There are plenty of X's here.  We aren't yet at the equal sign, but I don't want to give the impression that we aren't close.


It now appears that the collapse of the House-Senate deal that stymied the General Assembly in the final hours was the result of greed.  Local delegations saw some unfinished french fries on the plate and asked "Are you going to eat that?"

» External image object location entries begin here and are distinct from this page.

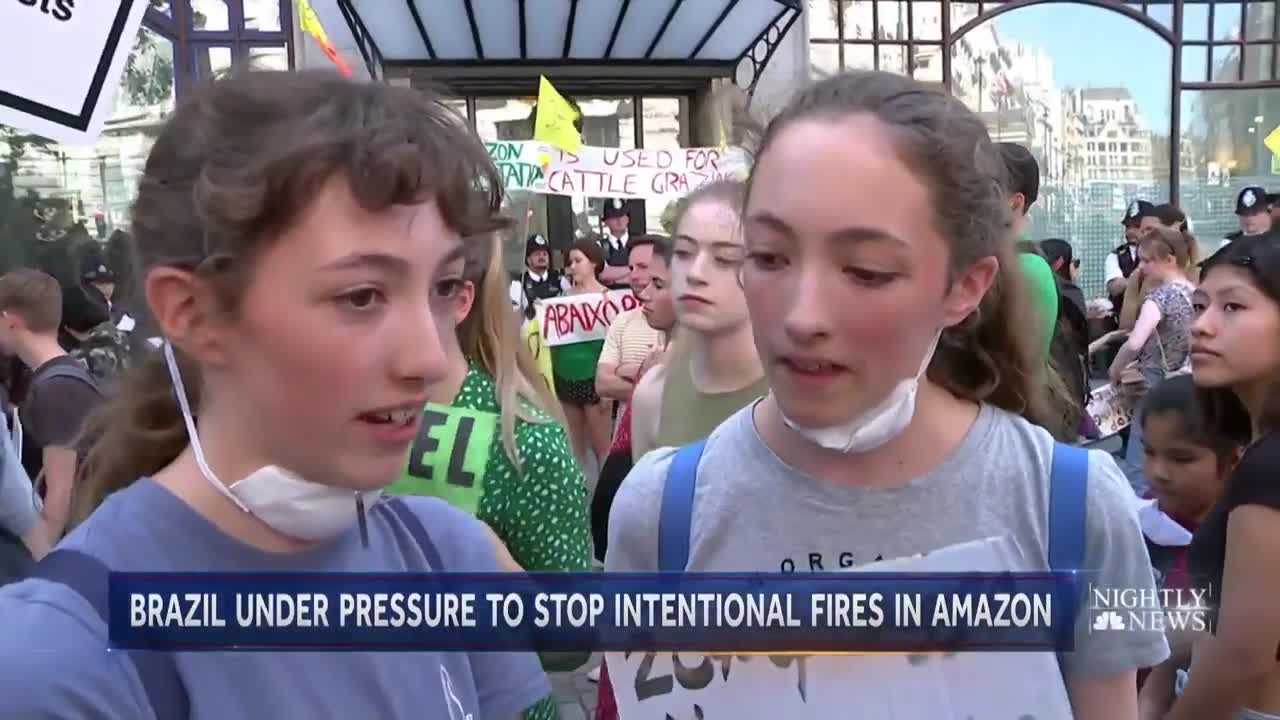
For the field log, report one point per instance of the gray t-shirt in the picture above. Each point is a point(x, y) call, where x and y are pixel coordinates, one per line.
point(754, 513)
point(17, 496)
point(54, 661)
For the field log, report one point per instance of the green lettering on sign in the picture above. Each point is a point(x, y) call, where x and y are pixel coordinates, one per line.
point(449, 456)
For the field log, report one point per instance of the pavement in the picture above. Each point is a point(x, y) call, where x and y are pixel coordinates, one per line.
point(575, 693)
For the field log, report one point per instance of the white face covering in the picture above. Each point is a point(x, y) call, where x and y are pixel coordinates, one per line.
point(878, 424)
point(288, 504)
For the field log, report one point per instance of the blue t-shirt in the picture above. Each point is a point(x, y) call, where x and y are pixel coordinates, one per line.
point(54, 660)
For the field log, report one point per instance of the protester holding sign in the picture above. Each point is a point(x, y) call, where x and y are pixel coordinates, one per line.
point(493, 442)
point(574, 364)
point(301, 261)
point(903, 370)
point(496, 445)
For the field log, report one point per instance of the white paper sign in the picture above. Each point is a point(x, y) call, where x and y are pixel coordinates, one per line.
point(612, 172)
point(62, 63)
point(987, 686)
point(581, 318)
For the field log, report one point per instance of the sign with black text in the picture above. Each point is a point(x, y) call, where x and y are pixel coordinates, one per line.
point(63, 60)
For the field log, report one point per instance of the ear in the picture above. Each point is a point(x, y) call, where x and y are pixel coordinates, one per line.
point(1018, 204)
point(968, 290)
point(186, 311)
point(465, 301)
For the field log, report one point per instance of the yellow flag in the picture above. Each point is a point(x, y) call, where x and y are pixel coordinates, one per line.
point(556, 118)
point(310, 24)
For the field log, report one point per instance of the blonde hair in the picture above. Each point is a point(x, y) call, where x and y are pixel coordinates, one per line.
point(490, 337)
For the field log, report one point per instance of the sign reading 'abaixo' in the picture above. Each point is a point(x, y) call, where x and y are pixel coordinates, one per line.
point(612, 172)
point(581, 318)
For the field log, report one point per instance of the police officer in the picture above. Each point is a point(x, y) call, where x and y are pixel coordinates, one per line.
point(1121, 261)
point(617, 223)
point(1253, 210)
point(538, 281)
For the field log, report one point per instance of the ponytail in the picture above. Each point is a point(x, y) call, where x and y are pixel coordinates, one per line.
point(992, 355)
point(136, 432)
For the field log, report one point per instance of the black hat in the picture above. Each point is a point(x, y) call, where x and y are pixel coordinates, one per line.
point(1136, 212)
point(535, 242)
point(615, 208)
point(1251, 200)
point(81, 311)
point(94, 269)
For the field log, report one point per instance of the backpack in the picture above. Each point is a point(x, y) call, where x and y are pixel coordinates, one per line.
point(167, 695)
point(1068, 507)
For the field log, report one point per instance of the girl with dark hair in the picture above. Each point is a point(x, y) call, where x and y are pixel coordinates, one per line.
point(1188, 463)
point(300, 244)
point(905, 387)
point(1235, 359)
point(574, 365)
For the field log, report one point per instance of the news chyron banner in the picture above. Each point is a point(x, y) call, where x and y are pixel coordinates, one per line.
point(62, 64)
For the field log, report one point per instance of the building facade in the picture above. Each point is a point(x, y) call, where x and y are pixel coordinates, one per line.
point(1159, 99)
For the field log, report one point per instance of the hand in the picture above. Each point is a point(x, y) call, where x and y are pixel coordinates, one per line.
point(654, 358)
point(1114, 373)
point(629, 372)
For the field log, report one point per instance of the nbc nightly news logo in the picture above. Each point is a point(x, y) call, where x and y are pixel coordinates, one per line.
point(1148, 610)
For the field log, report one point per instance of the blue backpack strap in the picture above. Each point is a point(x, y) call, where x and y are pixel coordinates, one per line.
point(1068, 507)
point(1068, 513)
point(676, 518)
point(414, 524)
point(158, 670)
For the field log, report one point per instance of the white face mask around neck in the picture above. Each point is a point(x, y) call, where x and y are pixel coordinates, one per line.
point(876, 425)
point(287, 502)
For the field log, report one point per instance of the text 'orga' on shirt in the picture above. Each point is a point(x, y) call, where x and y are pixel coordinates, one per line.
point(54, 660)
point(754, 513)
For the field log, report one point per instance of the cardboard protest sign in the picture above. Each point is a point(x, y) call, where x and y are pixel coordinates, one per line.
point(63, 62)
point(611, 171)
point(904, 687)
point(581, 318)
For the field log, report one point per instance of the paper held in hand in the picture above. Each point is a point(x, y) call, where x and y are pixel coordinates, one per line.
point(653, 686)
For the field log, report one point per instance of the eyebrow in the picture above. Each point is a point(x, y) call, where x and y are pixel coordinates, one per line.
point(384, 261)
point(853, 235)
point(717, 245)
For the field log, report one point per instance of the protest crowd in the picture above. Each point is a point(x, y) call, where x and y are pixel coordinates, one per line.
point(851, 354)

Those same leaders are now calling for a Special Session, but the Guv has been noncommittal, citing the failure to pass a budget an agreement on additional revenue as "the low point in my experience here."  A Democratic Governor being unable to get a budget legisltation passed by the Democratic Assembly seems to show a failure in leadership.  This deadline was not unknown to the Governor and there was no reason to leave it to the last night of the Session.  Whatever interests blew the whole thing up on Monday could have been incorporated long before.  The blame seems to be falling squarely on Mike Miller for his persistence in seeking expanded gambling legislation, but that would seem to be in the absence of a Democratic opponent of similar stature telling him to "shut up and get the thing done."  I've recently been told that Senate President Miller "bullies" O'Malley around.  Nothing that happened Monday proved that assessment to be incorrect.

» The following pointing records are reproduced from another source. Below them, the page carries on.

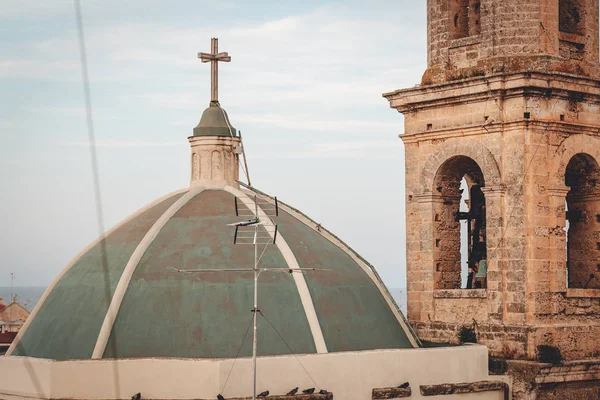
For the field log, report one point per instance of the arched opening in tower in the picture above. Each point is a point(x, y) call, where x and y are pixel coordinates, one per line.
point(571, 16)
point(460, 250)
point(464, 18)
point(582, 176)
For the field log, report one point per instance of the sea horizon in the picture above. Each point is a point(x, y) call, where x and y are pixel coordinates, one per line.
point(28, 296)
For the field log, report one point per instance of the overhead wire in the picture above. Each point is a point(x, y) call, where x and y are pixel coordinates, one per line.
point(95, 175)
point(237, 355)
point(290, 349)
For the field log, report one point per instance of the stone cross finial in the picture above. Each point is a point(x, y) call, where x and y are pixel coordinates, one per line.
point(214, 57)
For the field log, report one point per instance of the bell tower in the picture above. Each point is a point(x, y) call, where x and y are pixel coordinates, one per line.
point(502, 144)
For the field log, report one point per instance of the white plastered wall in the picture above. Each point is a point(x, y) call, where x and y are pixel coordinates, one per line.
point(350, 375)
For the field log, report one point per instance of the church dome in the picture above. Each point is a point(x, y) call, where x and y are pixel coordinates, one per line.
point(125, 295)
point(134, 304)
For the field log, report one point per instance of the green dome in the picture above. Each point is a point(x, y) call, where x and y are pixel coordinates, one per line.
point(214, 122)
point(164, 313)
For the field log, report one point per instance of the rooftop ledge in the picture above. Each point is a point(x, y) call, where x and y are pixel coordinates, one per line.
point(586, 293)
point(460, 293)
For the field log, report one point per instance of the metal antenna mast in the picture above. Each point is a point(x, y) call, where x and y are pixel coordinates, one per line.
point(258, 231)
point(12, 286)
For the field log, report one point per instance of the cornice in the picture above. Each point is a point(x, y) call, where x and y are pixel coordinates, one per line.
point(498, 87)
point(559, 127)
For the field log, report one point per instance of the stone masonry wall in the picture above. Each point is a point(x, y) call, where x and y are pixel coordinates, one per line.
point(521, 130)
point(512, 35)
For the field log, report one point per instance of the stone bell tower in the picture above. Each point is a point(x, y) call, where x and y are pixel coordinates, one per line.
point(502, 143)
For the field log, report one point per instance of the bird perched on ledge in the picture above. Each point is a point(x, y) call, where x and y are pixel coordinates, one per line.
point(292, 392)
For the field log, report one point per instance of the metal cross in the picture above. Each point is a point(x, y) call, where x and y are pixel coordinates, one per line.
point(214, 57)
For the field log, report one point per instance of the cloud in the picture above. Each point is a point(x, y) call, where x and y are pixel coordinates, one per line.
point(306, 123)
point(378, 149)
point(123, 144)
point(6, 125)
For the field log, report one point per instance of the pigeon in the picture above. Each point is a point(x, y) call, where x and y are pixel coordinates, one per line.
point(292, 392)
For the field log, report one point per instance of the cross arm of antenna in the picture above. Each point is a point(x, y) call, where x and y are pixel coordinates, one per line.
point(206, 57)
point(289, 270)
point(250, 222)
point(185, 271)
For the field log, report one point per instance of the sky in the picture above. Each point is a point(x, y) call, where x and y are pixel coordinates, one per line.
point(304, 87)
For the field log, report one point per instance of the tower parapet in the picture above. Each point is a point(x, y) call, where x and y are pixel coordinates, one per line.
point(468, 38)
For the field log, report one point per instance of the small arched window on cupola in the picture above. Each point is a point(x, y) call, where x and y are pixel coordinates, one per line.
point(464, 18)
point(571, 15)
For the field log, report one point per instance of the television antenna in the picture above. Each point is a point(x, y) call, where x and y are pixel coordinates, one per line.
point(259, 231)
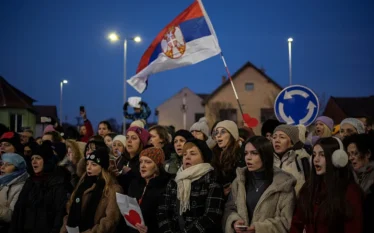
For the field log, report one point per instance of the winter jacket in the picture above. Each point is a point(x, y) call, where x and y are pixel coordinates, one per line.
point(274, 209)
point(292, 162)
point(150, 200)
point(354, 224)
point(369, 211)
point(124, 180)
point(9, 196)
point(173, 164)
point(365, 177)
point(107, 213)
point(41, 205)
point(206, 207)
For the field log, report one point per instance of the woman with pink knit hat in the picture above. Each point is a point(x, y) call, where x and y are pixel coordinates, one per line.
point(323, 127)
point(149, 187)
point(136, 140)
point(226, 134)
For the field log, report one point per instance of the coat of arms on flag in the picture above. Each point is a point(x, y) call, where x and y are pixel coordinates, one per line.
point(187, 40)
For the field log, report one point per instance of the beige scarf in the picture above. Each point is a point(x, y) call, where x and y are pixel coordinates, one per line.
point(184, 179)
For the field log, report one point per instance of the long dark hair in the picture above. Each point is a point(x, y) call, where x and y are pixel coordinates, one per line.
point(328, 191)
point(265, 149)
point(225, 161)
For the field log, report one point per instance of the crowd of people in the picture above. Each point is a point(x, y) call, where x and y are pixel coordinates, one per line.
point(222, 178)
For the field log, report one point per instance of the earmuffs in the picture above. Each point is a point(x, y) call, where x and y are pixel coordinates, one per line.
point(339, 157)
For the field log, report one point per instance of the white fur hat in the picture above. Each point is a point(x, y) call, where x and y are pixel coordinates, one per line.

Embodying the concerns I have over classifying some violent crimes as "hate crimes", Baltimore City Police Chief Bealefeld has announced that the brutal beating and stripping of a white male by a group of black males is not a "hate crime."  I'm not saying it should be, but the comparative analyses that will result from this announcement is unfortunate and unnecessary.  If you beat someone unconscious, take their money, and strip them naked in the street, it is a hate crime, regardless of anyone's race, and should be prosecuted to the fullest extent the law allows.

Featured Blog Post of the Day: Frank Hecker looks to promote free informal education amongst interested readers.  He has some things he can teach and hopes you have some things you can teach him.

Tonight is the HoCo Blogs Party at Second Chance Saloon.  Unfortunately, I will not be able to make it, but I hope all those that do have a great time.

Have a great Wednesday doing what you love!